Derivative of a function with respect to its first derivative?

[LYSpaceman]

Derivative of a function with respect to its first derivative??

First, I will apologize for my inability to do Latex. Second, I am providing some background on my confusion. Recently, I have been learning functional derivatives and ran into the Euler-Lagrange equation. When I was reading the derivation, I had some confusion in the use of chain rule.

With my notation being, S = Integral of L( q, q', t) dt, when the partial derivatives are taken to find the change in functional S, and we end up with dS/de= Integral of ( dL/dq * dq/de + dL/dq' * dq'/de ) dt.

Where the d's are replaced by the appropriate partial or functional derivative. Now, my question about the chain rule is, is it possible to turn dL /dq' into dL/dq * dq/dq'?

Does dq/dq' exist? And if it does, is it a total derivative, partial derivative, or functional derivative?
Sorry if this seems a little bit confusing or if I am formulating my question incorrectly.

 

[arildno]

In general, you can't. Regard them as independent functions, until you apply the added condition that one of them is the derivative of the other.

 

[LYSpaceman]

Isn't q a function of q'? q= integral of q' dt + C, right? Is that not enough?

 

[pasmith]

First, I will apologize for my inability to do Latex. Second, I am providing some background on my confusion. Recently, I have been learning functional derivatives and ran into the Euler-Lagrange equation. When I was reading the derivation, I had some confusion in the use of chain rule.
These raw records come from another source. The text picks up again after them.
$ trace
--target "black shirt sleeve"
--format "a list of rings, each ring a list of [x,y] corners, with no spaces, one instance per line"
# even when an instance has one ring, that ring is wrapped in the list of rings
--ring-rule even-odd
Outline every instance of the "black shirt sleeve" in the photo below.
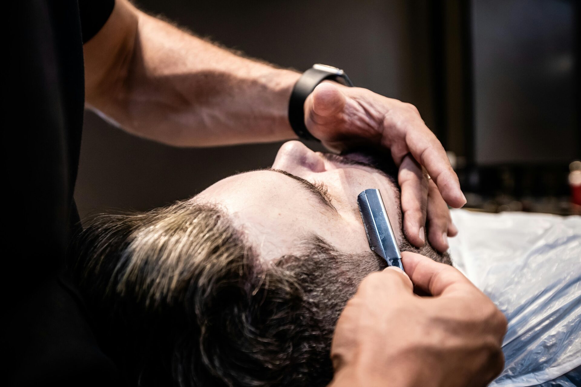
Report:
[[[103,27],[114,5],[115,0],[78,0],[83,44]]]

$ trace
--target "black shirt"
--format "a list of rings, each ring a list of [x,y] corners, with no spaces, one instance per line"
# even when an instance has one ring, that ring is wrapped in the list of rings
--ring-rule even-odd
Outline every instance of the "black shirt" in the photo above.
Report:
[[[94,338],[83,300],[64,271],[84,108],[83,44],[105,23],[114,0],[13,2],[5,147],[15,150],[14,200],[5,243],[16,265],[3,284],[2,333],[9,384],[110,386],[117,371]],[[12,210],[12,211],[11,211]],[[16,242],[17,240],[20,241]],[[6,281],[13,280],[6,287]]]

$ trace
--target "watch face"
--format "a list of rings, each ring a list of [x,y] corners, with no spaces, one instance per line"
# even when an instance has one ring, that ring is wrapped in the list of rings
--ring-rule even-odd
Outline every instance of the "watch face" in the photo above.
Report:
[[[320,70],[323,71],[327,71],[327,73],[331,73],[331,74],[334,74],[337,75],[342,75],[343,70],[337,68],[336,67],[333,67],[332,66],[328,66],[327,64],[321,64],[320,63],[317,63],[317,64],[313,64],[313,68],[316,70]]]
With my notation being, S = Integral of L( q, q', t) dt, when the partial derivatives are taken to find the change in functional S, and we end up with dS/de= Integral of ( dL/dq * dq/de + dL/dq' * dq'/de ) dt.

Where the d's are replaced by the appropriate partial or functional derivative. Now, my question about the chain rule is, is it possible to turn dL /dq' into dL/dq * dq/dq'?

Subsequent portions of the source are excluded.